Evet, şenliğimizin en kıymetli metaforlarından biri bu. Bu şenlik gelecekten gelen bir şiirdir. Pekala gelecekten ne anlıyoruz? Sınıfsız, sömürüsüz, kimsenin aç yatmadığı, kimsenin lisanından, kültüründen, kimliğinden, inancından dolayı ötekileştirilmediği bir gelecekten bahsediyoruz. Eşitliğin, özgürlüğün, adaletin olduğu bir gelecekten bahsediyoruz. Bu şenliğin özü, büyüsü budur. Biz bu geleceği bugüne taşımaya çalışıyoruz. Tabiri caizse geleceği bugüne ışınlamaya çalışıyoruz.
Gelecek tahayyülümüze misal bir halde şenliğimizin tüm sahneleri, aktiflikleri performansları, panelleri, söyleşileri cinsiyetçiliğe, türcülüğe ve ırkçılığa kapalıdır. Bizim şenliğimizin sahnesi sömürüye ya da emek sömürüsü üzerinden yaratılan sermaye birikimlerine ve bunların legalleştirilmesine kapalıdır. Şöyle düşünün, emekten yana bir şenlik yapacağız ancak kapılarında maaşlarını alamadıkları için direnen personellerin sürüklendikleri firmaların, şirketlerin büyük sponsorlukları olacak! Doğal ki yapamayız! Ya da savaş aykırısı, barıştan yana bir şenlik yapacağız lakin savaş siyasetlerini destekleyen, körükleyen, o işin ortacısı olan siyasetçileri şenlikte sahneye çıkaracağız! Mümkün değil!
Gelecekten gelen şiiri, halkın geçmişten biriktirerek bugüne getirdiği komünal pahalara yaslanarak, bugün halkın gereksinimlerini temel alan bir duruşla birleştirerek inşa etmenin peşindeyiz.
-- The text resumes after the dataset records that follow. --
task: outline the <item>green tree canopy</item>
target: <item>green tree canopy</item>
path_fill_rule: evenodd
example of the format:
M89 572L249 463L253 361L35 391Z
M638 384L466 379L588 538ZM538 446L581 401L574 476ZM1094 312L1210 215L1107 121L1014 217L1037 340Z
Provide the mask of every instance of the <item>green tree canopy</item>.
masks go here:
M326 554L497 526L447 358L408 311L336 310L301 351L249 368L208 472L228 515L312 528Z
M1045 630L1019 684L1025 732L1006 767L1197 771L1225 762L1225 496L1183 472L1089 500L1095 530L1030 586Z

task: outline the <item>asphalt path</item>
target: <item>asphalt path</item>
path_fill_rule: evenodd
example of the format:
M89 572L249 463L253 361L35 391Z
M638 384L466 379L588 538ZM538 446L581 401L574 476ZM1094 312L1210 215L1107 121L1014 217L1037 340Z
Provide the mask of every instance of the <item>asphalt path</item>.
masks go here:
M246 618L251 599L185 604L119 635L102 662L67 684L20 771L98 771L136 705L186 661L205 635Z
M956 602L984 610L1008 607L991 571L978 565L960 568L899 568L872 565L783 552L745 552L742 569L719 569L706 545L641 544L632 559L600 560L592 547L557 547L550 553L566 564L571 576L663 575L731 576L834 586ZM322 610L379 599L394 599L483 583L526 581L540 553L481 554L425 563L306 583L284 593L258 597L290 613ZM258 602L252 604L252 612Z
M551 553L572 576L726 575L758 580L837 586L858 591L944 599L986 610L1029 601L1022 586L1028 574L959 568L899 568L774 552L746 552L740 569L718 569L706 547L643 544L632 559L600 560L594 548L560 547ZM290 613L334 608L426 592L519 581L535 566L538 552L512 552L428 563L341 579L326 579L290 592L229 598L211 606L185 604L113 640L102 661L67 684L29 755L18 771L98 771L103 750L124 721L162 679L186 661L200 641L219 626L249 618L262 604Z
Müsaadenle bu şenliğe katkı sunanlara da bu röportaj vesilesiyle teşekkür etmek istiyorum. Genelde sponsorlara teşekkür edilir ya, bilakis varlığımızı güçlendiren, bize yol gösteren isimlere teşekkür etmek istiyorum. Sokrates’e teşekkür etmek istiyorum. Marx’a teşekkür etmek istiyorum. Büyük köle ayaklanmalarıyla tarihin gidişatına taraf vermiş olan Spartaküs’e teşekkür etmek istiyorum. Ernesto Che Guevara’ya, Rosa Luxemburg’a, Yılmaz Güney’e, Cemil Hayek’e, Leyla Halid’e, bu ülkede ya da dünyanın dört bir yanında yüreği özgürlük için atan halkların eşit, özgür, kardeş yaşayabileceği bir dünya yaratmak için çaba eden bütün dostlarımıza şenliğe katkıları nedeniyle teşekkür etmek istiyorum. Bu şenliğe Türkiye’nin dört bir yanından hiçbir ekonomik karşılık beklemeden hatta kendileri özel emekler vererek gelip katılacak olan bütün sanatçı dostlarımıza teşekkür etmek istiyorum. Teşekkürün en büyüğü, birlikte bir paha yaratacağımız ve bu şenliğin her etabını ilmek ilmek büyük bir heyecanla ören halkımıza gitmeli. Bütün halkımızı 7 Temmuz’da Samandağ’da başlayıp 23 Temmuz’da Serinyol’da sonlandıracağımız etkinliklerimize bekliyoruz. Gelin gelecekten gelen bu şiiri birlikte okuyalım.